A Ski Trip to Beaver Creek Isn’t Always About the Slopes
It’s no secret that the Colorado ski season didn’t get off to the best start this year. In fact, in early January, the level of snowpack dusting the mountains was at a record low.
Luckily, a few welcome snowstorms have padded the runs, and, for an amateur skier such as myself, the slopes on a recent, late-season visit to Beaver Creek were perfectly adequate. I practically convinced myself that I was on my way to becoming the next Lindsey Vonn as I cruised down Golden Eagle—though I didn’t take home a bronze medal.
Alas, for many skiing and snowboarding enthusiasts, the 2018 season just hasn’t compared to previous years. Not to worry, though—Beaver Creek might be a small mountain village, but the cozy locale has plenty of activities for when the ski runs just aren’t calling your name. Whether that’s due to less than ideal snow conditions or a general dislike of sport, here’s how to experience the very best of Beaver Creek.
Beaver Creek has a number of rustic hotels, which are almost all referred to as “lodges” in ski speak. I stayed at The Pines Lodge, a ski-in, ski-out 60-room resort with all the details one would associate with a cozy mountain weekend—lots of dark wood, stone accents and roaring fireplaces. They also happen to serve cookies every day for après ski. “We curate each guests’ stay with us, whether it’s their first visit or if they return each season,” Houston Perkins, general manager at The Pines Lodge, explained to Observer. That includes planning ski boot fittings, lessons with an instructor or transportation around Beaver Creek.
The Pines definitely attracts crowds of families, so be prepared to see plenty of kids during your stay. For a quieter escape, consider the Osprey, which is a more modern, upscale hotel, and might have one of the best ski-in, ski-outs on the mountain—the lift is quite literally outside the hotel’s door.
From the outside, Trappers appears to be just another log cabin, as quaintly charming as all the others in Beaver Creek.
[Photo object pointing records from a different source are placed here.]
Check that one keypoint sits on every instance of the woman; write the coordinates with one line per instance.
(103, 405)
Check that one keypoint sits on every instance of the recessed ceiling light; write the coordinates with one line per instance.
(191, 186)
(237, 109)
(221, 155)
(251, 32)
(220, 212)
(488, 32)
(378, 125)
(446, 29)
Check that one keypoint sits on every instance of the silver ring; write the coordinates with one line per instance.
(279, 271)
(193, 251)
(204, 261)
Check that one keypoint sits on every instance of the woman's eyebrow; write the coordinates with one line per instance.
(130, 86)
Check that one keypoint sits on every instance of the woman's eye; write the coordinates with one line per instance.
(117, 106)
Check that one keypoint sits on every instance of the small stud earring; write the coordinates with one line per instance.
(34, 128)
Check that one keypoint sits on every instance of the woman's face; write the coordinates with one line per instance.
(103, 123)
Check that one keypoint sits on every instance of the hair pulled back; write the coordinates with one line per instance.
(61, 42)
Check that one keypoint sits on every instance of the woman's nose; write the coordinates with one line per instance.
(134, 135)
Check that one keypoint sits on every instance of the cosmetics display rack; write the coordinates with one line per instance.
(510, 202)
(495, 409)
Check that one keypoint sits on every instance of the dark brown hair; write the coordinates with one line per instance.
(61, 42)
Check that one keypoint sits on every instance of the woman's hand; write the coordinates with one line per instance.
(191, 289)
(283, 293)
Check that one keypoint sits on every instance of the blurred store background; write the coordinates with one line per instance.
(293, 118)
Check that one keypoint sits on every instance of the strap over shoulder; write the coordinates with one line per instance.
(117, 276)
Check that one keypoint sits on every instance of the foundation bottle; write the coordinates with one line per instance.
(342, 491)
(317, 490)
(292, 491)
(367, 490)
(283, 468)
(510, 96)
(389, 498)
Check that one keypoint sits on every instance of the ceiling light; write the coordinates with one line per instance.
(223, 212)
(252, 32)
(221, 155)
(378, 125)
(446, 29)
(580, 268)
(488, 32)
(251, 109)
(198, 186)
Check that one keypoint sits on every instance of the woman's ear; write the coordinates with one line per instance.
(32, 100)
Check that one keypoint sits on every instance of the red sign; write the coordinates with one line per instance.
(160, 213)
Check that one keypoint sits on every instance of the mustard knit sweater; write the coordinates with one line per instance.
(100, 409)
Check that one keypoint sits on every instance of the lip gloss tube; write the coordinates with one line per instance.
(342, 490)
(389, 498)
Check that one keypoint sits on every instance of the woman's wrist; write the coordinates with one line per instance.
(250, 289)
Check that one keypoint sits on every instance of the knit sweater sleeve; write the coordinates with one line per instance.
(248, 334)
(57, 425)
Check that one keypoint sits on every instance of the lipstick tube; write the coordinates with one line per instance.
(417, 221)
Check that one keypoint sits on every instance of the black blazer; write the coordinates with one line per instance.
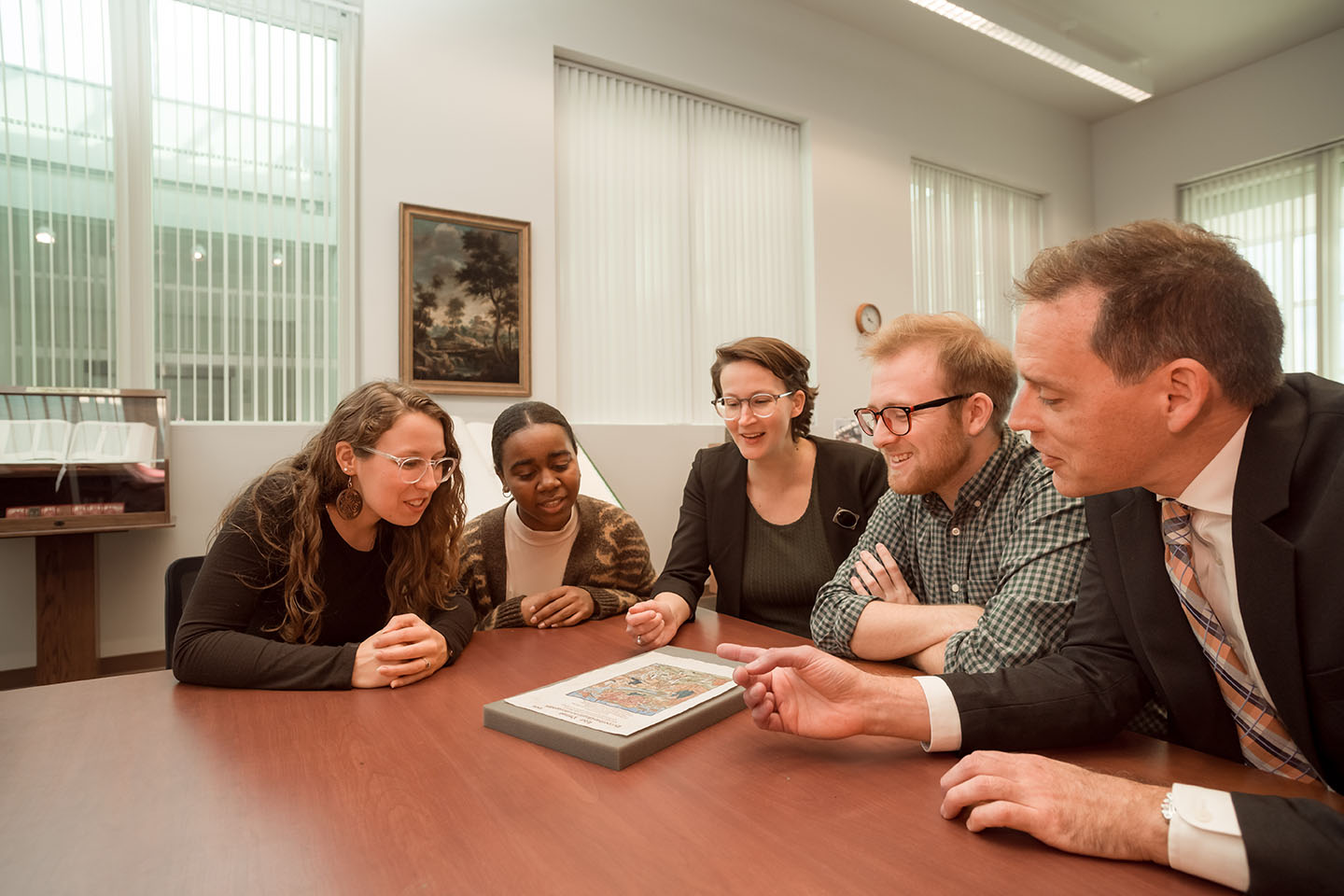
(714, 516)
(1127, 637)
In reality, it’s an exclusive abode that guests can book for a custom stay. The on-mountain lodge is accessed by snowcat, and you can plan for an overnight stay with a chef and cabin keeper or just breeze by for a totally customized meal.
When I dined there, the lunch menu included a variety of sliders, each specially prepared for a variety of dietary restrictions and allergies. There were pulled pork, tuna, beef and vegetarian options, and there was even an angel food cake for those of us unable to indulge in the creamy chocolate mousse for dessert. But be warned: As delicious as the three-course lunch is, you may feel a little slower during your afternoon runs on the slopes.
To be honest, I thought snowshoeing meant I could leisurely stroll through powder while snapping an excessive amount of dreamy photos for Instagram. I was sorely mistaken, as snowshoeing uphill was one of the more strenuous activities I’ve undertaken in a while, and my legs were sore for days. However, I was successful at snapping a number of fairy tale-esque pictures in the woods.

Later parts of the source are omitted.